Chronic diseases and health promotion

Part Four - Taking action: essential steps for success

Chapter One: Providing a unifying framework - the role of government

Emphasize prevention and management

As reviewed in Part Three, disease onset can be prevented through the identification and reduction of elevated risk, and complications of established disease can also be addressed using prevention strategies. Risk prediction derived from multiple risk factors is more accurate than making treatment decisions on the basis of single risk factors. In most cases, a combination of interventions is required to realize the full potential of risk reduction. Access to essential drugs should be a key component of the policy framework, focusing on rational selection, affordable prices and sustainable financing. For effective implementation of these drug policies, supply management systems need to be integrated into health system organization.

Implementation step and suggested milestones

STEP 1 CORE: Tobacco use is routinely assessed and tobacco cessation services are provided.

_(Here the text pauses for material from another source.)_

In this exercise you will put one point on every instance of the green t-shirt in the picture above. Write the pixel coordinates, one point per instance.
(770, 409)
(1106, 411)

Affordable first-line chronic disease medications such as aspirin and beta blockers, as well as blood pressure and cholesterol lowering drugs, are made available in primary health care.

STEP 2 EXPANDED: Patients’ levels of overall risk are systematically assessed and monitored during health care visits. Treatment interventions are based on locally tailored guidelines and based on overall risk, rather than arbitrary cut-off levels of individual risk factors. Second-line and third-line medications for chronic disease are made available and affordable.

STEP 3 DESIRABLE: Comprehensive prevention programmes are available in primary health care.

Establish effective clinical information systems

Clinical information systems assist in coordinating the overall operation of the health-care centre, organizing patient information, tracking and planning patient care and facilitating patient self-monitoring, as well as prompting health-care providers to schedule patient follow-up. Effective systems can be created regardless of resource level; they range from computerized registries to pencil-and-paper schemes, and they can be written or pictorial.

Implementation step and suggested milestones

STEP 1 CORE: Basic paper-based patient registries and medical records for patients with chronic disease are introduced into primary health care.

STEP 2 EXPANDED: Computer-based patient registries and medical records for chronic disease patients are introduced into primary health care. Patient information is shared between primary health care and specialty/hospital care.

STEP 3 DESIRABLE: All health care settings are electronically linked via a common clinical information system.